Il metodo usato per rivelare questo mini-segnale rapidissimo è stato messo a punto lungo gli ultimi anni da Anirban e collaboratori. Me lo riassume così: “Abbiamo costruito una sonda coassiale sottilissima, assai inferiore al diametro di un capello, la inseriamo all’interno di un singolo neurone, senza perturbare l’attività globale del neurone medesimo, registrando il trasporto del segnale rapidissimo di cui ho detto sopra. Abbiamo così stabilito che molti segnali percorrono l’interno di un neurone, ben prima che il neurone nel suo insieme scarichi il suo impulso. Questi micro eventi sono molto interessanti. Per oltre un secolo si è creduto che la scarica di un neurone fosse un evento singolo a se stante, ma non è cosi”.

  

Inevitabilmente, chiedo ad Anirban quali sono le possibili ricadute pratiche di questa scoperta.
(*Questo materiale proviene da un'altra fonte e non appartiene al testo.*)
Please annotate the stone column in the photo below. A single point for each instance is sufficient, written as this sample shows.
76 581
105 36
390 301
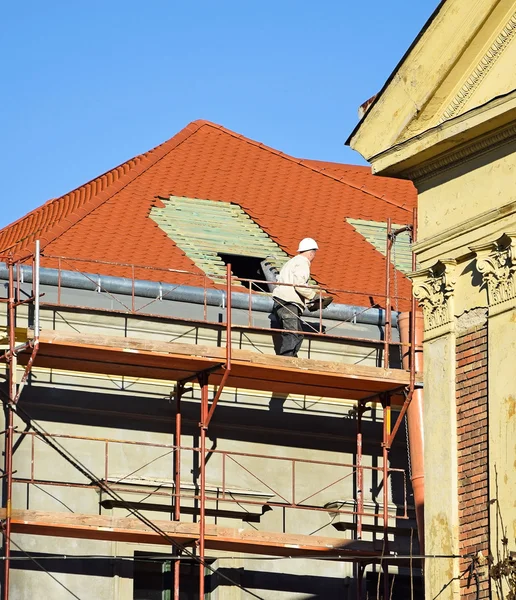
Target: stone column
496 261
434 289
Mi risponde: “Le scariche nervose anomale, nelle malattie che coinvolgono il cervello, possono essere modulate e perfino annullate dall’esterno, senza inserire elettrodi”. 

  

“Si tratta di applicare una sapiente combinazione di vibrazioni – prosegue Anirban – Si potranno evitare gli psicofarmaci, cioè interventi di natura chimica, che sono spesso causa di effetti collaterali indesiderabili, con dinamiche nemmeno ben identificate”.

  
Il convegno annuale sullo studio della coscienza annovera centinaia di conferenzieri e alcune migliaia di iscritti, provenienti dai quattro angoli della terra. In sedute parallele, si spazia dalla meditazione trascendentale alla filosofia della mente, alle neuroscienze. Comunicazioni “bomba” come questa di Anirban Bandyopadhyay rischiano di essere un po’ diluite nel gran marasma. In ossequio al tema generale del convegno, cioè la coscienza, Anirban azzarda possibili spiegazioni della coscienza centrate sui micro segnali, sui micro tubuli. L’organizzatore principale di questi eventi, l’anestesiologo e neuroscienziato Stuart Hameroff (Università dell’Arizona) e il suo coautore, l’insigne fisico e matematico inglese Sir Roger Penrose, ne sono entusiasti. A me la spiegazione neuro-molecolare della coscienza sembra un’utopia, ma l’impatto delle tecniche e delle scoperte di Anirban e colleghi sulle basi della memoria e del funzionamento del sistema nervoso sembra molto, molto promettente.